Michael Gallagher, cofounder of CityPASS, also gave $1,000, however, since he already donated $4,700 for the March Primary Election, and $4,050 for the November election, $350 of the recent contribution was refunded to him due.
Dodd was first elected to the State Senate in 2016 after serving in the Assembly for a term and 14 years on the Napa County Board of Supervisors.
His campaign reported receiving $330,670 in cash contributions for the first six months of 2019.
Tim Grayson is Benicia’s Representative in the California State Assembly. First elected in 2016 and re-elected in 2018, he has begun campaigning for a final term in 2020. The primary election is set for March 3, and Tim is well on his way to a huge advantage, having raised over $285,000 in the first half of 2019.
An August 14 report in the Vallejo Times-Herald detailed Grayson’s 2019 campaign contributors , including that he “received donations from several petroleum and energy resources businesses, including Valero Services, Inc. ($2,000)….”
Valero wasn’t alone. The following Big Oil & Energy companies were generous to Tim this year:
OIL OR GAS COMPANY
Chevron Corporation and its Subsidiaries/Affiliates
Valero Services, Inc.
Tesoro Companies, Inc.
Signal Hill Petroleum, Inc.
Seneca Resources Company, LLC
Phillips 66 Company, LLC
PBF Holding Company, LLC
Macpherson Oil Company
E & B Natural Resources Management Corporation
California Independent Petroleum Association PAC (Note: Vallejo Times-Herald reported only $2,500, but there were 2 additional non-monetary donations, totaling $4,650)
It is interesting to compare Grayson’s war chest with that of Benicia’s State Senator, Bill Dodd. According to the California Secretary of State, Dodd has taken ZERO DOLLARS from the oil & energy industry in 2019. Here’s Dodd’s downloadable excel spreadsheet.

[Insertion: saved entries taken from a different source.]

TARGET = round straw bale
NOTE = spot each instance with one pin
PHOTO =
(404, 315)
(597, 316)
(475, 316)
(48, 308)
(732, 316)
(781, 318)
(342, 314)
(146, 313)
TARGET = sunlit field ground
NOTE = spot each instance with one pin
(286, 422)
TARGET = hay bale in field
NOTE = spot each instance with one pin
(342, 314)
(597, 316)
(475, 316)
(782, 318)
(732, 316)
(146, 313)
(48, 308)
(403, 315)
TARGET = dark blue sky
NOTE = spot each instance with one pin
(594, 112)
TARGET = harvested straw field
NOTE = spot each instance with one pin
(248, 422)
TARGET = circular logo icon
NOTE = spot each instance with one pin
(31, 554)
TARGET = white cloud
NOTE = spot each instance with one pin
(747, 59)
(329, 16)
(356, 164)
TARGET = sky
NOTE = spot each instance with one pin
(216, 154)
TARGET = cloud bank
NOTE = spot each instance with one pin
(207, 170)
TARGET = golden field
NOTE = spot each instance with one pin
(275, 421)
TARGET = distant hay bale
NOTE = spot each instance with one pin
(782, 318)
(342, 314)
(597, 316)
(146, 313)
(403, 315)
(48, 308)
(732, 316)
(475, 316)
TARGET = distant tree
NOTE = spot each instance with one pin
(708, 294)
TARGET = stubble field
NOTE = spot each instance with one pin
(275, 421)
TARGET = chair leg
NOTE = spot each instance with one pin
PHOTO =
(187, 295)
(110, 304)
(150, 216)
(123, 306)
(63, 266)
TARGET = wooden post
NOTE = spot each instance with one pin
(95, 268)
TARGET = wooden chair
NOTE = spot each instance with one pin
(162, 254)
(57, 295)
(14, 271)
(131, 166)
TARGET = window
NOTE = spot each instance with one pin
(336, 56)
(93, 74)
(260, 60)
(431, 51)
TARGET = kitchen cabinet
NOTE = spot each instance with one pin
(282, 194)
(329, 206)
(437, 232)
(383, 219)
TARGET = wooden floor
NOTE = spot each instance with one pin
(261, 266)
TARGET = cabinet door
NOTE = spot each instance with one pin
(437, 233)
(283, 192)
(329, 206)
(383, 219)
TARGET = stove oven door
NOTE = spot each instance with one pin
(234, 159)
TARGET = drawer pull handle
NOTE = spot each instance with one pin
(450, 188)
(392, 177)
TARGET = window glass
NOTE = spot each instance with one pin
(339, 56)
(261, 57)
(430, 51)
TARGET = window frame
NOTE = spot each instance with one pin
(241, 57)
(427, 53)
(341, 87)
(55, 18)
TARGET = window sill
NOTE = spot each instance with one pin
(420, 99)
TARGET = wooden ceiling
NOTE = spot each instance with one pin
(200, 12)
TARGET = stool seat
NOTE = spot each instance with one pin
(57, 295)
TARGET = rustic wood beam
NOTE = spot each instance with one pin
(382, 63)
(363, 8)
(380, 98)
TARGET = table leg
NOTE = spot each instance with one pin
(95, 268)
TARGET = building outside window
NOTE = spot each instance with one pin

Both of Benicia’s representatives have already taken in huge amounts for their re-election in 2020: Grayson over $285,000 and Dodd over $330,000. Both have received contributions from a wide variety of corporate and organizational interest groups, including many political action committees (PACs).
It is a fair question to ask, how will our representatives in Sacramento thank their big donors?